Tony Collins kept his promise.

In appearing at the Nov. 7 meeting of the Northwest Civic Association, the Columbus Recreation and Parks Department director was following through on a vow he made Oct. 3 at a community session regarding the city's plan to acquire the 57-acre "sheep farm" site from Ohio State University.

At that gathering, held in the Carriage Place Community Center, Collins revealed that although the city officials planned to buy the site off West Case Road near the Ohio State University Airport for $5.3 million, much of the unanticipated expense was to be covered by selling 15 of the acres to Dublin City Schools and another 34 acres to Upper Arlington for a sports complex.

The Sheep Farm land purchase was the result of considerable lobbying by residents fearful of large-scale residential development on the property.

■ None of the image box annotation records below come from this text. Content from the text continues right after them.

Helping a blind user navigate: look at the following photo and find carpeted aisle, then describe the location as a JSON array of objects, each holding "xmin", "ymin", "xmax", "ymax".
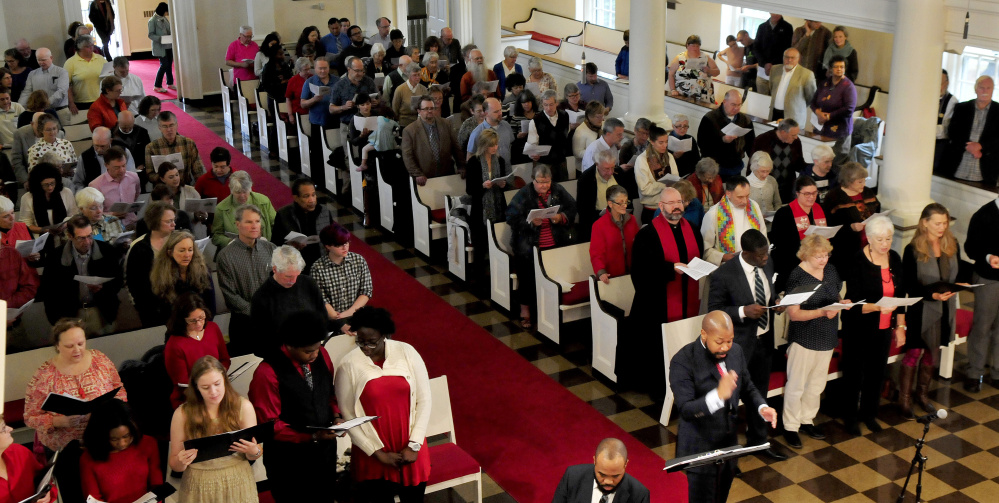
[{"xmin": 164, "ymin": 104, "xmax": 687, "ymax": 503}]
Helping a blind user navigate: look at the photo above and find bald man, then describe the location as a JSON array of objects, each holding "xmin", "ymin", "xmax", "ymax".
[
  {"xmin": 552, "ymin": 438, "xmax": 649, "ymax": 503},
  {"xmin": 669, "ymin": 311, "xmax": 777, "ymax": 502}
]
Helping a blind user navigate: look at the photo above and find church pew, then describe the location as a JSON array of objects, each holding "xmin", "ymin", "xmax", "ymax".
[
  {"xmin": 533, "ymin": 242, "xmax": 592, "ymax": 344},
  {"xmin": 295, "ymin": 114, "xmax": 312, "ymax": 178},
  {"xmin": 409, "ymin": 175, "xmax": 465, "ymax": 257},
  {"xmin": 590, "ymin": 274, "xmax": 635, "ymax": 382},
  {"xmin": 486, "ymin": 222, "xmax": 517, "ymax": 311}
]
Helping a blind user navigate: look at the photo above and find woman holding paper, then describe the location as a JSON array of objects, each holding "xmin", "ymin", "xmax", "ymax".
[
  {"xmin": 837, "ymin": 216, "xmax": 907, "ymax": 435},
  {"xmin": 167, "ymin": 356, "xmax": 263, "ymax": 503},
  {"xmin": 334, "ymin": 306, "xmax": 431, "ymax": 503},
  {"xmin": 784, "ymin": 234, "xmax": 850, "ymax": 449},
  {"xmin": 163, "ymin": 292, "xmax": 230, "ymax": 409},
  {"xmin": 898, "ymin": 203, "xmax": 971, "ymax": 420},
  {"xmin": 80, "ymin": 400, "xmax": 163, "ymax": 503}
]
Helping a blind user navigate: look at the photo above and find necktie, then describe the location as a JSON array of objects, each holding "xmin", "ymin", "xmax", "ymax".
[
  {"xmin": 302, "ymin": 364, "xmax": 312, "ymax": 389},
  {"xmin": 753, "ymin": 267, "xmax": 770, "ymax": 329}
]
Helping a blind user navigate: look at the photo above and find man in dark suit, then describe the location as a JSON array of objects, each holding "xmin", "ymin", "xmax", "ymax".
[
  {"xmin": 669, "ymin": 314, "xmax": 777, "ymax": 502},
  {"xmin": 552, "ymin": 438, "xmax": 649, "ymax": 503},
  {"xmin": 943, "ymin": 76, "xmax": 999, "ymax": 187},
  {"xmin": 708, "ymin": 229, "xmax": 787, "ymax": 460}
]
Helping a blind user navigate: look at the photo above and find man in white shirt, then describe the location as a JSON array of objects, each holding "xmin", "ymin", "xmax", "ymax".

The news that the city intended to sell much of the land hit the hardwood of the rec center gym with a thud and drew a round of boos from northwest Columbus residents who were seeing their dream of a major park dwindle to 8 acres.

In the weeks that followed, and in light of the continued efforts by the same citizens who had urged purchase of the Sheep Farm in the first place, Collins said those plans changed.

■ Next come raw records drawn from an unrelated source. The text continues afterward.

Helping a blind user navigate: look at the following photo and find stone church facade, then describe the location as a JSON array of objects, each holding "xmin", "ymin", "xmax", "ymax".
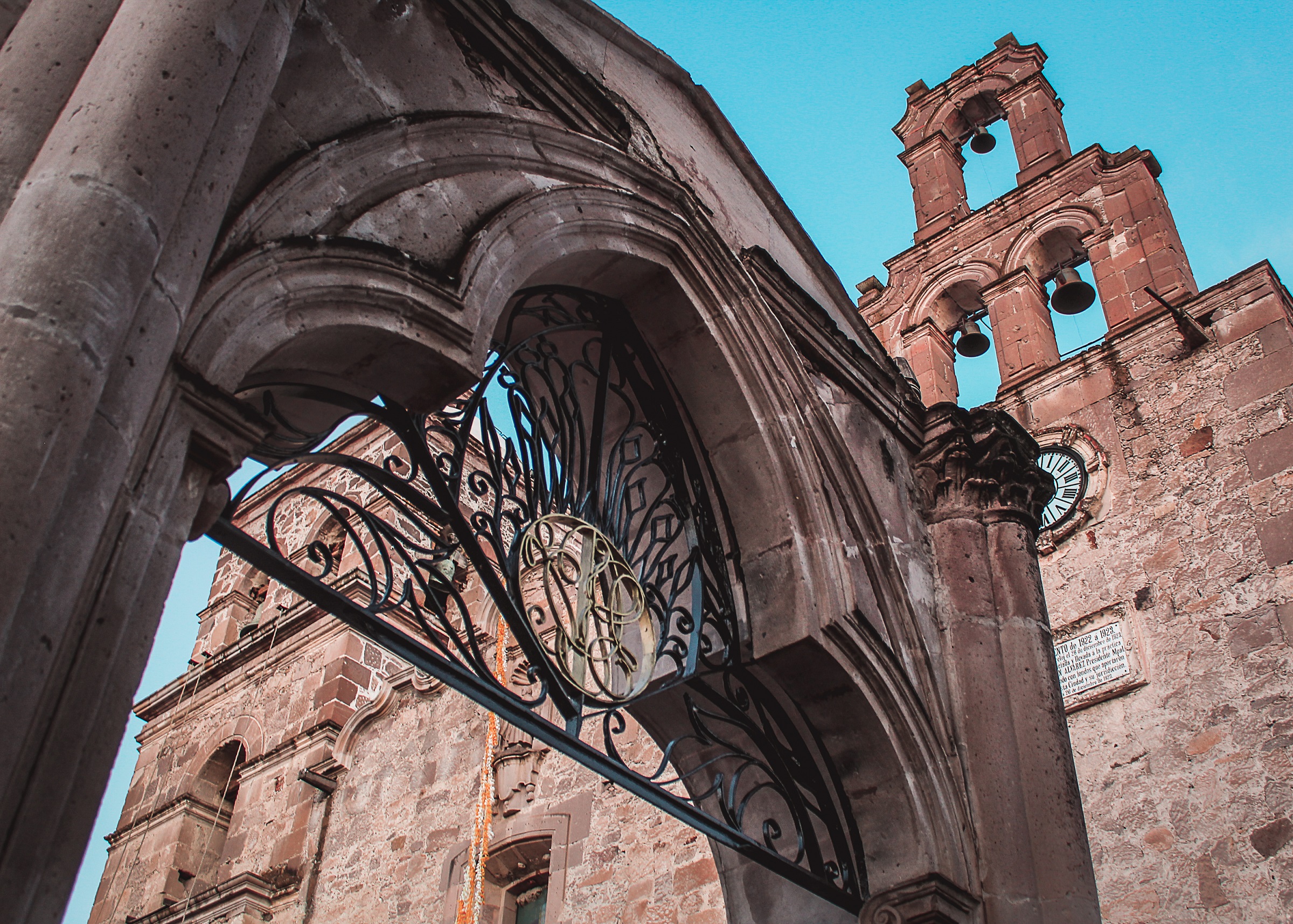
[
  {"xmin": 859, "ymin": 36, "xmax": 1293, "ymax": 923},
  {"xmin": 0, "ymin": 0, "xmax": 1272, "ymax": 924}
]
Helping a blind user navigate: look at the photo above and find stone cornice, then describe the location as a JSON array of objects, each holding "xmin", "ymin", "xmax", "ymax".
[
  {"xmin": 103, "ymin": 794, "xmax": 232, "ymax": 847},
  {"xmin": 128, "ymin": 872, "xmax": 301, "ymax": 924},
  {"xmin": 913, "ymin": 402, "xmax": 1055, "ymax": 530}
]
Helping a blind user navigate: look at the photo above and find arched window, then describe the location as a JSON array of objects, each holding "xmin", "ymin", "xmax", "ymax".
[
  {"xmin": 485, "ymin": 837, "xmax": 552, "ymax": 924},
  {"xmin": 165, "ymin": 740, "xmax": 247, "ymax": 901}
]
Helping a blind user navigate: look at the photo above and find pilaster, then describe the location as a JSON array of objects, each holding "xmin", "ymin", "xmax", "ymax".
[
  {"xmin": 915, "ymin": 405, "xmax": 1100, "ymax": 924},
  {"xmin": 979, "ymin": 266, "xmax": 1059, "ymax": 388}
]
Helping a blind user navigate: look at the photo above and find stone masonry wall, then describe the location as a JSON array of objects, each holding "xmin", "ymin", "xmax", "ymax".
[
  {"xmin": 1003, "ymin": 265, "xmax": 1293, "ymax": 924},
  {"xmin": 89, "ymin": 424, "xmax": 725, "ymax": 924}
]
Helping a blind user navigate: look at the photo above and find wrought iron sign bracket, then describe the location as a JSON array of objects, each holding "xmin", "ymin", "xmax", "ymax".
[{"xmin": 207, "ymin": 286, "xmax": 867, "ymax": 912}]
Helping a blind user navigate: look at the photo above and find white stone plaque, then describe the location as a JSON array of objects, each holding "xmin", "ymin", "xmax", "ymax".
[{"xmin": 1055, "ymin": 620, "xmax": 1131, "ymax": 697}]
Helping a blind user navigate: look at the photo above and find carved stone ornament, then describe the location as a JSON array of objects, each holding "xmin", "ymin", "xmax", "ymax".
[
  {"xmin": 859, "ymin": 872, "xmax": 979, "ymax": 924},
  {"xmin": 914, "ymin": 402, "xmax": 1055, "ymax": 530}
]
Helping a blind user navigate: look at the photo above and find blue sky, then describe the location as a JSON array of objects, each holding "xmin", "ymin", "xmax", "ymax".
[{"xmin": 65, "ymin": 0, "xmax": 1293, "ymax": 924}]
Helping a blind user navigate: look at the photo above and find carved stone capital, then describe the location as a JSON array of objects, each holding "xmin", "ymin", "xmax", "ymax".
[
  {"xmin": 857, "ymin": 872, "xmax": 979, "ymax": 924},
  {"xmin": 914, "ymin": 402, "xmax": 1055, "ymax": 530}
]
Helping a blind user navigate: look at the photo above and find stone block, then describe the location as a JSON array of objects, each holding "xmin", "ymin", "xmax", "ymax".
[
  {"xmin": 323, "ymin": 658, "xmax": 372, "ymax": 689},
  {"xmin": 1257, "ymin": 512, "xmax": 1293, "ymax": 567},
  {"xmin": 1180, "ymin": 427, "xmax": 1213, "ymax": 459},
  {"xmin": 1248, "ymin": 818, "xmax": 1293, "ymax": 857},
  {"xmin": 314, "ymin": 677, "xmax": 359, "ymax": 708},
  {"xmin": 1144, "ymin": 539, "xmax": 1184, "ymax": 574},
  {"xmin": 1222, "ymin": 350, "xmax": 1293, "ymax": 409},
  {"xmin": 1257, "ymin": 319, "xmax": 1293, "ymax": 356},
  {"xmin": 673, "ymin": 857, "xmax": 719, "ymax": 895},
  {"xmin": 1244, "ymin": 429, "xmax": 1293, "ymax": 481},
  {"xmin": 1213, "ymin": 297, "xmax": 1284, "ymax": 346},
  {"xmin": 1226, "ymin": 609, "xmax": 1284, "ymax": 658}
]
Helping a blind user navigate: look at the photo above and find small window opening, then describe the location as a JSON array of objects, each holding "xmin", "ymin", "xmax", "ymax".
[{"xmin": 481, "ymin": 837, "xmax": 552, "ymax": 924}]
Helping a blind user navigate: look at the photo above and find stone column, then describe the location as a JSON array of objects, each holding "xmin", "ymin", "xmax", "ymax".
[
  {"xmin": 979, "ymin": 266, "xmax": 1059, "ymax": 388},
  {"xmin": 902, "ymin": 318, "xmax": 961, "ymax": 406},
  {"xmin": 997, "ymin": 71, "xmax": 1072, "ymax": 186},
  {"xmin": 898, "ymin": 132, "xmax": 970, "ymax": 243},
  {"xmin": 1082, "ymin": 151, "xmax": 1199, "ymax": 331},
  {"xmin": 0, "ymin": 0, "xmax": 122, "ymax": 216},
  {"xmin": 915, "ymin": 405, "xmax": 1100, "ymax": 924},
  {"xmin": 0, "ymin": 0, "xmax": 298, "ymax": 924}
]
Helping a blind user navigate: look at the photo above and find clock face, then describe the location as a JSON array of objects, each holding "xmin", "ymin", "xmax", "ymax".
[{"xmin": 1037, "ymin": 446, "xmax": 1086, "ymax": 530}]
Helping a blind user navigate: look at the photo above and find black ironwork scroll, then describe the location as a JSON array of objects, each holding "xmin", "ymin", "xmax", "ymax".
[{"xmin": 208, "ymin": 287, "xmax": 866, "ymax": 911}]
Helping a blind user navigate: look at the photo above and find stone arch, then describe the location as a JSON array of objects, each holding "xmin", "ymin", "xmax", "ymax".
[
  {"xmin": 1002, "ymin": 203, "xmax": 1104, "ymax": 275},
  {"xmin": 178, "ymin": 714, "xmax": 265, "ymax": 794},
  {"xmin": 213, "ymin": 114, "xmax": 684, "ymax": 271},
  {"xmin": 182, "ymin": 173, "xmax": 974, "ymax": 921},
  {"xmin": 191, "ymin": 738, "xmax": 247, "ymax": 814},
  {"xmin": 908, "ymin": 74, "xmax": 1015, "ymax": 147},
  {"xmin": 442, "ymin": 189, "xmax": 967, "ymax": 919},
  {"xmin": 180, "ymin": 240, "xmax": 478, "ymax": 416},
  {"xmin": 899, "ymin": 260, "xmax": 1005, "ymax": 332}
]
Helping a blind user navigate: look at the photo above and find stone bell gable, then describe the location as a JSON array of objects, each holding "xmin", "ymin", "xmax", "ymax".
[
  {"xmin": 859, "ymin": 35, "xmax": 1293, "ymax": 924},
  {"xmin": 0, "ymin": 0, "xmax": 1101, "ymax": 924}
]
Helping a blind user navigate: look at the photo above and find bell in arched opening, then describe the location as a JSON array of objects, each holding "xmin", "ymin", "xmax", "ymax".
[
  {"xmin": 1051, "ymin": 266, "xmax": 1095, "ymax": 314},
  {"xmin": 970, "ymin": 126, "xmax": 997, "ymax": 154},
  {"xmin": 957, "ymin": 318, "xmax": 992, "ymax": 357}
]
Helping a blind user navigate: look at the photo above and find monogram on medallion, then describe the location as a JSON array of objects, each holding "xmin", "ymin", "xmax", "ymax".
[{"xmin": 518, "ymin": 513, "xmax": 656, "ymax": 701}]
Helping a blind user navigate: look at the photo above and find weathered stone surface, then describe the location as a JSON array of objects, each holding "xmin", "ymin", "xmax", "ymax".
[{"xmin": 859, "ymin": 29, "xmax": 1293, "ymax": 924}]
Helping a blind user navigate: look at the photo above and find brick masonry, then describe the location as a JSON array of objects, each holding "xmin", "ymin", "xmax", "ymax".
[
  {"xmin": 859, "ymin": 36, "xmax": 1293, "ymax": 924},
  {"xmin": 89, "ymin": 424, "xmax": 725, "ymax": 924}
]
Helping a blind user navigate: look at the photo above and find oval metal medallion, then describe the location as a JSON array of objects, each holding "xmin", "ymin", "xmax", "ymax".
[{"xmin": 518, "ymin": 513, "xmax": 656, "ymax": 701}]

The Dublin City Schools deal still is in the works, he said Nov. 7, but during a meeting with members of his team, the Historic Sheep Farm Committee and City Councilwoman Elizabeth Brown, it was decided to pull out of the arrangement with Upper Arlington.

"I made sure the (Mayor Andrew Ginther) was good with that and that (Columbus) City Council was good with that," he told the civic association trustees.

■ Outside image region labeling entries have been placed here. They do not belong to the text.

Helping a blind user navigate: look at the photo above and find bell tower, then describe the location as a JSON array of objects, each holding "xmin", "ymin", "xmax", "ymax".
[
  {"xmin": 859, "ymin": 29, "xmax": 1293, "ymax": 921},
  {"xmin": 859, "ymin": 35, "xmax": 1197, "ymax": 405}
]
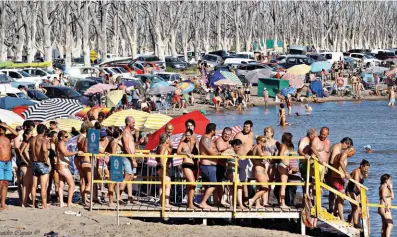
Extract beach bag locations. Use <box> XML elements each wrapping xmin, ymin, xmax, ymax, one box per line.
<box><xmin>302</xmin><ymin>194</ymin><xmax>317</xmax><ymax>229</ymax></box>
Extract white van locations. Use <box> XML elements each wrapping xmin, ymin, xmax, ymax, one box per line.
<box><xmin>320</xmin><ymin>52</ymin><xmax>343</xmax><ymax>63</ymax></box>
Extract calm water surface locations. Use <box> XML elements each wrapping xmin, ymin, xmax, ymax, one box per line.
<box><xmin>207</xmin><ymin>101</ymin><xmax>397</xmax><ymax>236</ymax></box>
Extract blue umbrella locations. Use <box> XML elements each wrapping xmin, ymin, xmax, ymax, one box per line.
<box><xmin>0</xmin><ymin>96</ymin><xmax>36</xmax><ymax>110</ymax></box>
<box><xmin>310</xmin><ymin>61</ymin><xmax>332</xmax><ymax>72</ymax></box>
<box><xmin>280</xmin><ymin>87</ymin><xmax>296</xmax><ymax>96</ymax></box>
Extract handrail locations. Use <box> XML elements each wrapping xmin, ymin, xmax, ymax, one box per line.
<box><xmin>310</xmin><ymin>156</ymin><xmax>368</xmax><ymax>190</ymax></box>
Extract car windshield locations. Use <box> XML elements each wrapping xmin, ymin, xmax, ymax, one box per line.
<box><xmin>149</xmin><ymin>75</ymin><xmax>164</xmax><ymax>84</ymax></box>
<box><xmin>28</xmin><ymin>90</ymin><xmax>48</xmax><ymax>100</ymax></box>
<box><xmin>19</xmin><ymin>70</ymin><xmax>31</xmax><ymax>77</ymax></box>
<box><xmin>157</xmin><ymin>74</ymin><xmax>171</xmax><ymax>81</ymax></box>
<box><xmin>144</xmin><ymin>56</ymin><xmax>160</xmax><ymax>62</ymax></box>
<box><xmin>117</xmin><ymin>67</ymin><xmax>128</xmax><ymax>73</ymax></box>
<box><xmin>65</xmin><ymin>88</ymin><xmax>81</xmax><ymax>98</ymax></box>
<box><xmin>0</xmin><ymin>74</ymin><xmax>11</xmax><ymax>83</ymax></box>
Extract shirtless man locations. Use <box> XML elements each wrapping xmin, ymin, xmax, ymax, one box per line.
<box><xmin>331</xmin><ymin>146</ymin><xmax>356</xmax><ymax>220</ymax></box>
<box><xmin>0</xmin><ymin>120</ymin><xmax>18</xmax><ymax>210</ymax></box>
<box><xmin>119</xmin><ymin>116</ymin><xmax>137</xmax><ymax>203</ymax></box>
<box><xmin>234</xmin><ymin>120</ymin><xmax>254</xmax><ymax>203</ymax></box>
<box><xmin>214</xmin><ymin>127</ymin><xmax>232</xmax><ymax>206</ymax></box>
<box><xmin>26</xmin><ymin>124</ymin><xmax>51</xmax><ymax>208</ymax></box>
<box><xmin>325</xmin><ymin>137</ymin><xmax>353</xmax><ymax>213</ymax></box>
<box><xmin>199</xmin><ymin>123</ymin><xmax>220</xmax><ymax>209</ymax></box>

Discussions with Dublin school district officials continue, Collins said.

Once the purchase of the West Case Road site between OSU and the city is finalized, Collins said a date for the actual transfer will have to be negotiated. He said university officials want to remain on the property through the current school year.

Next summer is when the Recreation and Parks capital budget for the next five years will be updated, with the Sheep Farm property now in the mix.

A site plan and phase-in of plans for the site will be developed, Collins said.

"We don't have any timelines at this point," he said.

A woman in the audience asked if the public would have any input on the site plan. Collins said the park planning and budgeting process is not only open to the public but also would be brought to a meeting of the NWCA.

"So, yes, there will be public input, community input," he said.

"Do you know what's going to happen to the sheep?" another woman asked.

"Lamb chops," one audience member suggested.

Collins said he thinks they will be relocated to an agricultural study area on the main campus.

"I'm not sure," he said.

Nick Cipiti, president of the civic association, asked Collins if there was any chance the whole deal to buy the Sheep Farm could get derailed before the end of the year, the deadline imposed by university officials.

"I wouldn't know why," Collins said.

He discussed various projects that had been in the works for his department, but which now must be scaled back or delayed because of the financial hit the Sheep Farm purchase represents.

"We kind of jumped in," Cipiti said.

"Not kind of," Collins said.

After Collins left, Cipiti singled out Roy Wentzel, one of the leaders of the fight to get the city to purchase the Sheep Farm and keep it out of the hands of developers, to thank him for his efforts.

"It will have a profound effect on the neighborhood," Cipiti said.